Lo stato dell'arte delle cure
Telethon, Aiuti: sconfitte tre malattie, ora avanti con le altre
Un lavoro durissimo e lungo, ma i risultati sono arrivati per tre patologie da sempre considerate incurabili. La speranza c'è, anche per le altre: occorre impegno e c'è bisogno di risorse. Colloquio con Alessandro Aiuti, professore associato di Pediatria all’Università Vita e Salute - San Raffaele di Milano e coordinatore dell’area clinica dell’Istituto San Raffaele Telethon di Milano

Professore ogni minuto nasce nel mondo un bambino affetto da una delle seimila ed oltre malattie genetiche conosciute. Tanti anni di ricerca solo per identificarle, per dare un nome e scoprire i meccanismi di queste patologie, ma per la maggior parte la cura è lontana. Vorrei iniziare chiedendo all'uomo, prima che allo scienziato, quale sia lo stato d’animo.
Spesso vediamo piccoli pazienti affetti da una grave malattia genetica per cui non è disponibile una cura efficace. Comunicare queste informazioni alle famiglie e trovarsi di fronte al dolore e alla frustrazione è sempre difficile anche per un medico con anni di esperienza. Spesso ci chiedono perché siete riusciti a curare l’altra malattia e non la mia. Le ragioni sono molteplici ma non sono sempre sono accettate. Sono proprio questi i casi che ci danno ancora più motivazione ad andare avanti nelle ricerche per poter offrire un giorno una cura per un numero sempre più ampio di malattie genetiche.
Per alcune patologie gravissime considerate incurabili una cura invece ora c'è, grazie alle vostre ricerche.
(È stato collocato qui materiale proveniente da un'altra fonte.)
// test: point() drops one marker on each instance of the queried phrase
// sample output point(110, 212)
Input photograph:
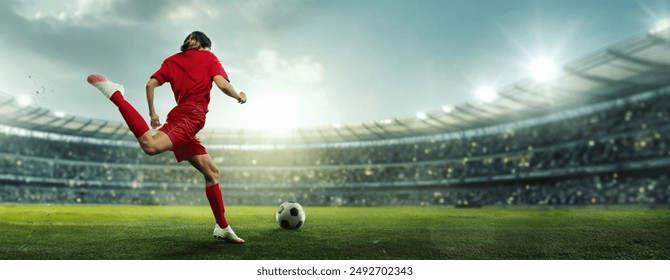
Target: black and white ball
point(290, 215)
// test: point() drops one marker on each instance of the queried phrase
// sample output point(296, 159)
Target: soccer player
point(190, 74)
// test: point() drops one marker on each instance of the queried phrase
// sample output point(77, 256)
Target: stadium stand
point(596, 135)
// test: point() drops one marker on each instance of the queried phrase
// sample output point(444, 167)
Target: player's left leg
point(206, 166)
point(150, 144)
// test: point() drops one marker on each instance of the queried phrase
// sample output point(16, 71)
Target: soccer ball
point(290, 215)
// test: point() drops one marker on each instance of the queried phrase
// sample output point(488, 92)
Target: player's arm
point(228, 89)
point(152, 84)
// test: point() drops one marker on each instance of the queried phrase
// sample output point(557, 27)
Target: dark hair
point(198, 37)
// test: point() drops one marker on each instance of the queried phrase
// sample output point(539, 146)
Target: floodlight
point(24, 101)
point(661, 25)
point(543, 70)
point(486, 93)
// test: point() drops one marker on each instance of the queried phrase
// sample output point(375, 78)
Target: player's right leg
point(151, 144)
point(206, 166)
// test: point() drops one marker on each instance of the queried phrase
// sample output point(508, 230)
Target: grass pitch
point(91, 232)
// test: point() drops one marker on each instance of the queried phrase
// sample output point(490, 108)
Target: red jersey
point(190, 75)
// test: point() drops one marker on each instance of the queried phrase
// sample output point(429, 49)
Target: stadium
point(593, 138)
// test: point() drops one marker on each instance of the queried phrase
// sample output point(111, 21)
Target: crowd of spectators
point(615, 154)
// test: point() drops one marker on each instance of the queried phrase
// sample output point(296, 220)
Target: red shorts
point(181, 125)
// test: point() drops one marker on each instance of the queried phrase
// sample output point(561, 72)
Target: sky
point(303, 63)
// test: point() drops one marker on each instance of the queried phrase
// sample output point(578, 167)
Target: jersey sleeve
point(162, 74)
point(216, 68)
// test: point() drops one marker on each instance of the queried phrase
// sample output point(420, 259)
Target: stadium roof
point(635, 65)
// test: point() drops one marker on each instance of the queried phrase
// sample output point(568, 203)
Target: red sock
point(133, 119)
point(216, 203)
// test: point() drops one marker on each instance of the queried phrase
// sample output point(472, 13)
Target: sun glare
point(272, 114)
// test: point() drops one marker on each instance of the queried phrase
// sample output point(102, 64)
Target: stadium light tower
point(542, 70)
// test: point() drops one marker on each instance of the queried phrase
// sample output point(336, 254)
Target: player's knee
point(212, 175)
point(149, 149)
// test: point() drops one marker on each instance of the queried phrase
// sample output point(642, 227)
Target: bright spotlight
point(486, 93)
point(23, 101)
point(543, 70)
point(661, 25)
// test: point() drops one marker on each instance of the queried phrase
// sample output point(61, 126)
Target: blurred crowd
point(606, 155)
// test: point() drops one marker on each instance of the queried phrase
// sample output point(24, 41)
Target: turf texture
point(102, 232)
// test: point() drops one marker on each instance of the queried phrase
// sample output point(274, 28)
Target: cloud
point(284, 92)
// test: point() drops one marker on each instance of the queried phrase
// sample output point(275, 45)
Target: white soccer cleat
point(227, 234)
point(105, 86)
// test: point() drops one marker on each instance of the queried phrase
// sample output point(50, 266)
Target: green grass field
point(37, 232)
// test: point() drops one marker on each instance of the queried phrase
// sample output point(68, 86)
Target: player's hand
point(243, 98)
point(155, 122)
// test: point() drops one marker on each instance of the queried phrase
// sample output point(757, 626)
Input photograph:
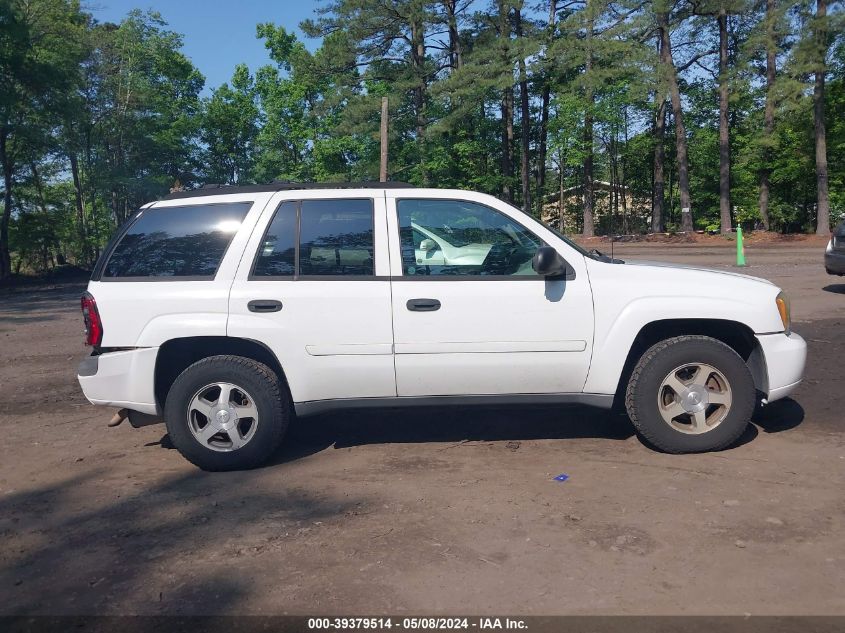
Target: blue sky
point(218, 34)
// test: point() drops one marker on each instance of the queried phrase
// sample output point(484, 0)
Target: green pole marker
point(740, 248)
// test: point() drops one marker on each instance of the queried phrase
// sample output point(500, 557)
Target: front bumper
point(785, 355)
point(124, 379)
point(834, 262)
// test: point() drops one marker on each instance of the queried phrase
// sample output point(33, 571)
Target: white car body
point(343, 342)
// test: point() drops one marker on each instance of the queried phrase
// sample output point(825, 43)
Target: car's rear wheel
point(227, 413)
point(690, 394)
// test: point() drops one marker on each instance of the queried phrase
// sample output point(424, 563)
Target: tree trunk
point(544, 115)
point(769, 115)
point(724, 131)
point(658, 196)
point(418, 62)
point(507, 104)
point(80, 206)
point(560, 191)
point(525, 122)
point(589, 99)
point(677, 111)
point(455, 50)
point(823, 202)
point(5, 162)
point(623, 164)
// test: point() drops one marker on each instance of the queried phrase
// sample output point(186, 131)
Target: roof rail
point(277, 185)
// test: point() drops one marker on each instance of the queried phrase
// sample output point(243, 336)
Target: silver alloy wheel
point(694, 398)
point(222, 416)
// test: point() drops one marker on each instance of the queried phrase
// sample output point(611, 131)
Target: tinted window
point(336, 237)
point(455, 237)
point(277, 253)
point(187, 241)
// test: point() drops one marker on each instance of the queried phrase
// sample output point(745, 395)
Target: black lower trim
point(313, 407)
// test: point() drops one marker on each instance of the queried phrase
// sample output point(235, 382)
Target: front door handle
point(423, 305)
point(264, 305)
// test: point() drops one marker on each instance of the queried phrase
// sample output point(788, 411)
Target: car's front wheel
point(690, 394)
point(227, 413)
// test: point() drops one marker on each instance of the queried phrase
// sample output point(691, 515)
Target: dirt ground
point(430, 512)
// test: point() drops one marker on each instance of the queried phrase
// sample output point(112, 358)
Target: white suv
point(228, 310)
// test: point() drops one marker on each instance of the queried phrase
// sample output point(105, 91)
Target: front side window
point(457, 237)
point(187, 241)
point(335, 239)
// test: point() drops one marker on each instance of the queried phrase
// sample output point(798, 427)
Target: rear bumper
point(123, 379)
point(834, 262)
point(786, 355)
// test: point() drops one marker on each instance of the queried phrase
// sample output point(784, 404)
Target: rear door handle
point(423, 305)
point(264, 305)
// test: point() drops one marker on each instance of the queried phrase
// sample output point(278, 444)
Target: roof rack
point(278, 185)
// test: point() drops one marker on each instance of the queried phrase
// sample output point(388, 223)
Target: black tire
point(270, 398)
point(641, 396)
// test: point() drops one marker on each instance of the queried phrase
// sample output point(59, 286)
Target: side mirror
point(549, 263)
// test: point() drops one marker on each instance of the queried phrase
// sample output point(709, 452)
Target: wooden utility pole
point(383, 168)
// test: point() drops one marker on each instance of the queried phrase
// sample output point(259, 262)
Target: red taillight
point(93, 324)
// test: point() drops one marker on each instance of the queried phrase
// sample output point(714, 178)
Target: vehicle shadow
point(345, 429)
point(778, 416)
point(311, 435)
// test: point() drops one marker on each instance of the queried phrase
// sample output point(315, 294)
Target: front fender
point(629, 297)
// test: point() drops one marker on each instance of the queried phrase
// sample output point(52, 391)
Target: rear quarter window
point(186, 241)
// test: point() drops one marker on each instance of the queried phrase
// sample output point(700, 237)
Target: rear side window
point(187, 241)
point(335, 239)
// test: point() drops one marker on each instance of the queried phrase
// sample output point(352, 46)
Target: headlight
point(783, 309)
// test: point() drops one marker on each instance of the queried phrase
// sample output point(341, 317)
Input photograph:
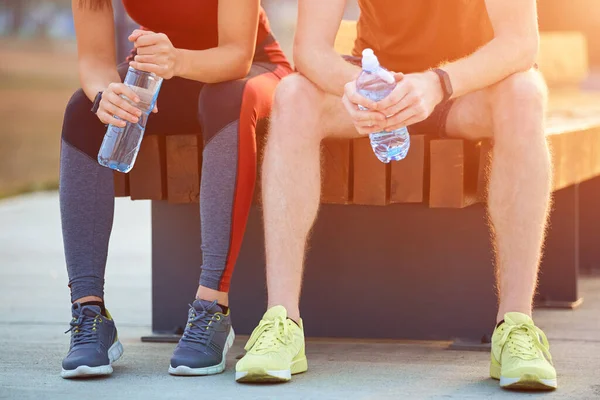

Penso alla ADA-SCID, alla leucodistrofia metacromatica, alla sindrome di Wiskott-Aldrich: quale meccanismo utilizzate per riparare o sostituire i geni compromessi, a quale stadio della malattia è possibile intervenire, per avere dei risultati
La strada che si è rivelata vincente è quella di correggere il difetto genetico nelle cellule staminali ematopoietiche dello stesso paziente, inserendo una copia sana del gene malato attraverso un vettore virale. Le cellule vengono prelevate dal midollo osseo o dal sangue periferico dopo un trattamento che induce le cellule staminali ad uscire dal midollo. Le cellule così’ riparate sono poi reinfuse nel paziente, ritornano nel midollo e cominciano a produrre cellule sane. Nell’ADA-SCID e nella Sindorme di Wiskott Aldrich siamo intervenuti quando la malattia è già manifesta, mentre nella leucodistrofia metacromatica solo nei casi presintomatici o in alcune forme più tardive all’esordio della malattia.
I problemi "tecnici" con cui si confronta la terapia genica sono essenzialmente il vettore per trasportare geni modificati nel DNA, il fatto che non sempre le proteine prodotte sono quelle sperate, e che il risultato non si mantiene nel tempo. In che modo ci state lavorando, quali strade intravede nel futuro?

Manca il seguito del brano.